E quando acabar o papel higiênico?

 

O movimento iniciado pelos caminhoneiros tem muitos elementos que estão de fora de grande parte dos debates que vem sendo travados pela esquerda e pela direita. Não pretendo destacar os posicionamentos visivelmente bolsonaristas e militarescos de setores mais radicalizados dos caminhoneiros, muito embora desde ontem estou observando por dentro de páginas e grupos ligados ao movimento que a coisa toda é bastante tenebrosa (até a cabeça do Leonardo Sakamoto estão pedindo em um dos grupos, alegando que ele não apoia o movimento). Ainda assim, entendo que a greve começou mesmo como um movimento autônomo, e não acho que seja um movimento ilegítimo por conta de seus aspectos autoritários.

Boa parte do que chamamos Política se produz a partir da força. É dela que vem a possibilidade do diálogo. Sem força um movimento não será nem escutado, porque será incapaz de colocar um governo nas cordas para negociação. Sem isso, um movimento vai fracassar, invariavelmente. Depois da força é que vem a capacidade de diálogo e o fluxo Político pode avançar – ou recuar, a depender dos seus resultados. Então, existe este elemento do autoritarismo bastante forte, mas prefiro o colocar em um segundo plano aqui.

O que acontece é que de ontem pra hoje algumas grandes empresas entraram pesadamente no movimento e passaram a liberar funcionários e frotas de caminhões para ingerir na greve depois de ver uma oportunidade de redução de seus custos e ampliar o poder de barganha com o Congresso e o Planalto. A intenção é capitalizar um outro perfil ao movimento, praticamente um lockout travestido de movimento social espontâneo, já que empresário é proibido por Lei a cometer esse tipo de prática. Mas o inferno mora nos detalhes e é preciso analisar com cuidado o fluxo de interesses nessa crise.

Parte significativa da esquerda parece não ter se atentado para as questões da correlação interna de forças e interesses patronais. E não vai ser a classe média quem vai fazer isso, já que ela é refém do movimento por conta de seu entusiasmo (e ilusão) pela queda do preço da gasolina. Nessa toada, e por vias diferentes, é que do MBL à CUT, de Bolsonaro a Magno Malta, chegando até setores da esquerda, a predisposição à simpatia em torno do movimento é resultado da conversão pela chantagem a quem se posicionar contra o movimento: Será jogado na vala do esculacho por ser “contra o Brasil” quem não apoiar esta greve convertida em lockout.

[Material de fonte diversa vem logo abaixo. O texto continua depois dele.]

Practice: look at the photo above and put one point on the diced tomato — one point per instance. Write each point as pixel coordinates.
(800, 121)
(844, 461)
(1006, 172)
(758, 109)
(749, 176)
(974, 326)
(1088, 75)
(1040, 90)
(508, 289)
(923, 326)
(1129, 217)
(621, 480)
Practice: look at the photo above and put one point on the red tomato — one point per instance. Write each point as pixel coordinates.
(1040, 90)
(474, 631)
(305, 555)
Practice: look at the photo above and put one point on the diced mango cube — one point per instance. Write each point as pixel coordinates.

É aí que a porquinha torce o rabo e a habilidade caminhoneira aparece: preservar a imagem de greve e não de Lockout é a estratégia de sobrevivência do movimento. Essa estratégia atua de duas formas: uma sobre a esquerda e outra sobre a direita. Sobre a esquerda, ela aparece na construção de uma imagem de um movimento independente de trabalhadores autônomos. Daí sua legitimidade e a defesa pela esquerda. Sobre a direita, ela surge pela imagem do guerreiro que sai de seu conforto para lutar por um bem comum à classe média pela via da redução do preço dos combustíveis.

Curiosamente, quando os movimentos de Professores pedem mais educação, logo os educadores são chamados de vagabundos que estão atrapalhando o trânsito. Talvez agora os Professores passem a adotar como ponto 1 de suas pautas de reivindicação a redução do preço da gasolina. Vai que assim ganham apoio massivo da sociedade…

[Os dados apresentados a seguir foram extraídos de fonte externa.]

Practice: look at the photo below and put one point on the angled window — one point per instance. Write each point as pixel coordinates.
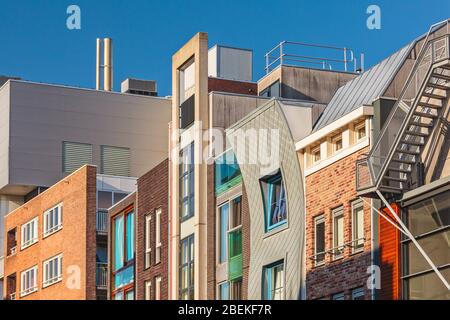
(75, 155)
(274, 199)
(28, 281)
(53, 220)
(274, 281)
(52, 271)
(148, 241)
(319, 240)
(115, 161)
(187, 268)
(338, 232)
(357, 226)
(29, 233)
(187, 182)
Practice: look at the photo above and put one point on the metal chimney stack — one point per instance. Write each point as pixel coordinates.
(106, 45)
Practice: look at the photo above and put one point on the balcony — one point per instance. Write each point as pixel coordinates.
(102, 222)
(187, 112)
(101, 276)
(235, 254)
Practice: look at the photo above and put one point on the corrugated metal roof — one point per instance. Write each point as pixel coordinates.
(363, 89)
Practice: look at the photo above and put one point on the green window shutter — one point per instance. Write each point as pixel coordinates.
(75, 155)
(115, 161)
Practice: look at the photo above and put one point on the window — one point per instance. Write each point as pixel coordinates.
(319, 243)
(28, 281)
(158, 243)
(272, 91)
(29, 233)
(358, 294)
(158, 288)
(338, 232)
(187, 269)
(274, 282)
(360, 130)
(115, 161)
(338, 296)
(52, 271)
(227, 172)
(274, 199)
(223, 232)
(53, 220)
(148, 243)
(75, 155)
(336, 143)
(187, 182)
(357, 226)
(224, 291)
(148, 290)
(315, 154)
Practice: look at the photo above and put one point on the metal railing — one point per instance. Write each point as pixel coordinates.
(101, 276)
(283, 54)
(102, 221)
(371, 169)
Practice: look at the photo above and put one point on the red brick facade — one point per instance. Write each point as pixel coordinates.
(152, 194)
(327, 189)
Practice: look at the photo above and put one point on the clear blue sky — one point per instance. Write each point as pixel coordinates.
(36, 45)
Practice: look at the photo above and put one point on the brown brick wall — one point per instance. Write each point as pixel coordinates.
(232, 86)
(76, 240)
(327, 189)
(152, 194)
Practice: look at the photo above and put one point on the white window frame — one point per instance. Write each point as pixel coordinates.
(334, 140)
(58, 226)
(318, 220)
(158, 281)
(33, 288)
(338, 213)
(48, 282)
(357, 128)
(148, 241)
(25, 244)
(158, 243)
(358, 204)
(148, 290)
(357, 293)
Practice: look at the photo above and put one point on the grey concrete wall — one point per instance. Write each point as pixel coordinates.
(287, 242)
(43, 116)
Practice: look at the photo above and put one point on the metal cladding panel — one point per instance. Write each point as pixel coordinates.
(363, 89)
(288, 243)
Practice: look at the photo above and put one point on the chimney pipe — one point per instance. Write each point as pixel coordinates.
(106, 45)
(108, 67)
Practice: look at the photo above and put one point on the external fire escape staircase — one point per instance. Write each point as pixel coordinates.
(395, 158)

Se pela esquerda o movimento pode se enfraquecer ao se revelar seu caráter de lockout com a ingerência de grandes empresas, como a Sadia, pela direita ele pode se enfraquecer se a crise de desabastecimento se tornar real e começar a faltar papel higiênico nos supermercados. Aí, segura a classe média, Pelé! A crise vai subir pelo elevador dos condomínios através da tubulação de gás e esfriar os chuveiros no inverno que se avizinha.

Travar o debate político nacional sobre os combustíveis pelo viés da corrupção ou dos altos impostos é jogar uma cortina de fumaça sobre a política econômica que foi adotada pelo atual governo, e que tornou a Petrobrás refém dos interesses dos seus acionistas. A gestão de Pedro Parente e da nova diretoria da estatal vem desastrosamente reajustando preços dia sim, dia não. E esse fluxo frenético é criado diretamente por uma decisão política.

Colocar isso no centro do debate é importante, mas não o único caminho. É preciso também repensar nossa própria política energética e a alta dependência de combustíveis fósseis e de uma cultura fortemente centrada nos transportes individuais.

Sem esse debate mais amplo todo o movimento dos caminhoneiros corre o risco de acabar com um saldo de alguns centavos a menos no litro da gasolina e do diesel. E zero saldo político para o avanço de novas formas de organização da política econômica e da matriz energética do país.